In traditional software development, a logic change requires a code review, a test suite run, and a deployment pipeline. In prompt-driven systems, a subtle wording change in a fraud detection prompt can silently shift model behavior across thousands of daily decisions. Yet most teams still store prompts in spreadsheets, Notion pages, or hardcoded strings.
Prompt-Driven Development (PDD) formalizes the lifecycle of a prompt the same way software engineering formalizes the lifecycle of a function: it is authored, versioned, tested, reviewed, and deployed with explicit controls.
For banking systems specifically — where regulatory auditability and behavioral consistency are non-negotiable — this discipline is not optional. A prompt that classifies a transaction as high-risk cannot be modified ad hoc by a product manager between deployments. It must carry a version identifier, a change history, and a traceable owner.
Prompt versioning goes beyond storing text in Git. A production-grade versioning strategy for banking LLM workflows requires:
Each prompt version should declare its intended behavioral contract: what input schema it expects, what output schema it guarantees, and under what conditions it should be deprecated. A fraud_signal_classifier_v2.3 prompt must document whether it handles multi-currency edge cases differently than v2.2 — and that difference must be traceable to a ticket, a review, and a test delta.
Prompts in production should be stored in an immutable registry — not edited in place. Tools like LangSmith, PromptLayer, or a custom internal registry enforce this. Each version is addressable by hash or semantic ID. Rollbacks become deterministic: reverting to v2.2 is a registry lookup, not a manual copy-paste.
Prompt templates — the structural logic — should be versioned independently from the runtime context injected at inference time (account metadata, transaction history, regulatory jurisdiction). Conflating the two makes behavioral debugging intractable.
Unit testing a prompt means asserting that given a specific input, the model produces output that satisfies a defined behavioral contract — not just that it produces some output.
For a payment dispute classification prompt, a behavioral test suite might assert:
Given a chargeback claim with a matching merchant refund within 48 hours, the output classification must be RESOLVED, not DISPUTED
Given an input with a flagged BIN range, the risk score must exceed threshold 0.75
Output JSON must conform to the declared schema on 100% of test cases
These are not LLM evals in the academic sense — they are deterministic assertions against curated fixtures, run on every prompt version before promotion.
When fraud_signal_classifier_v2.3 is a candidate to replace v2.2, it must be run against the full regression corpus of historical inputs with known outputs.
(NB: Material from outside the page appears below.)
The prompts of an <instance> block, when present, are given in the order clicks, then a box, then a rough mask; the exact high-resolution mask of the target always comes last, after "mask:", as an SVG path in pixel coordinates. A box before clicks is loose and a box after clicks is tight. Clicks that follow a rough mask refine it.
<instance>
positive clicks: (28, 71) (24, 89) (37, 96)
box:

Behavioral divergence — even in cases where v2.3 is technically "better" — must be surfaced explicitly and reviewed before deployment.
A mature PDD pipeline treats prompt promotion with the same ceremony as a service deployment.
A prompt change targeting a KYC summarization workflow should move through: authoring → lint/schema validation → behavioral test suite → human review gate → staging deployment → shadow mode evaluation → production promotion. Each stage has entry and exit criteria. Shadow mode — running the new prompt in parallel without acting on its output — is particularly valuable in banking, where the cost of a behavioral regression is high.
Before a prompt reaches a test runner, automated linting should flag structural issues: missing output schema declarations, injection-vulnerable template variables, token budget overruns on known input distributions, or missing jurisdiction-scoping instructions required by compliance policy.
Prompt deployments must support zero-downtime rollback. When a production incident is traced to a prompt behavioral regression, the resolution path must be: identify the offending version, revert the registry pointer, verify behavioral restoration against the regression suite, and file a post-mortem. The same incident response playbook that governs service outages applies.
Banking systems built on LLMs inherit all the operational complexity of traditional distributed systems — plus the nondeterminism of language models. Prompt-Driven Development provides the engineering framework to manage that complexity: version prompts as first-class artifacts, test them against behavioral contracts, and promote them through CI/CD pipelines with the same rigor applied to production code. In regulated environments, this is not a best practice. It is a baseline requirement.